冬雨今年34岁,生了三个孩子,只活了两个,还有一个不到半岁时得病死了, 因最大的儿子今年12在学堂里读书,所以才有了进厂里做工的机会。
冬雨正蹲在院子里择菜,看见小芝手里拎的粗布包,手指头猛地掐进了菜叶里。
小芝先开口道:“冬雨嫂子,咱打开天窗说亮话。”冬雨猛地站起来,菜筐“哐当”翻倒在地。小芝盯着她慌乱的眼神,继续说道:“你不用动手偷,只要跟那人说‘偏屋第三排缸后头有盐糖’,他就能摸准地儿,对不对?”
沉默中,冬雨突然捂住脸。“他们逼得太紧了……”她声音闷在手掌里,“我娘说弟弟盖房差银子,让我想办法。那侄儿说‘你指个地儿就行,出了事不连累你’……”
果然如此,众人商量的结果:这一定是有内贼!里应外合的行为。用了排除法,大家将怀疑对象锁定了冬雨,前面那几句话是三人在家准各备好套话用的,没想到还真是……
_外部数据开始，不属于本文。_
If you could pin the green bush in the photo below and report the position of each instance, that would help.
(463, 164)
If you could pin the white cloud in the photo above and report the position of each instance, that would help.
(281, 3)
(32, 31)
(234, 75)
大江将计就计,蹲下来,从地上捡起根菜叶:“你指的不是止是地点,还是条歪路。那小子供出你时,可没说‘不连累’。”
冬雨慢慢后退两步,一脸的不可信,不知如何反应,盯着眼前三个人的脸,好半晌才开口道:“就想赶紧凑够三十两,让他们别再来闹……我大姐就是被钱逼疯的,我怕跟她一样……”
冬雨口中的大姐,名叫冬梅,她家还有个弟弟叫冬福,十岁那年被算命的夸:将来要当状元的,于是他爹爹砸锅卖铁,也要供弟弟去镇上读私塾,为了凑钱,他爹把冬梅送去镇上富户家当帮工,每月工钱全拿给弟弟交束修,冬梅没出过村子,不会伺候人端茶倒水时被主子骂“笨手笨脚”,总是偷偷抹眼泪,曾听见爹爹跟管家说:“女娃子不值钱,能换我儿读书就行。”就这样干了五年。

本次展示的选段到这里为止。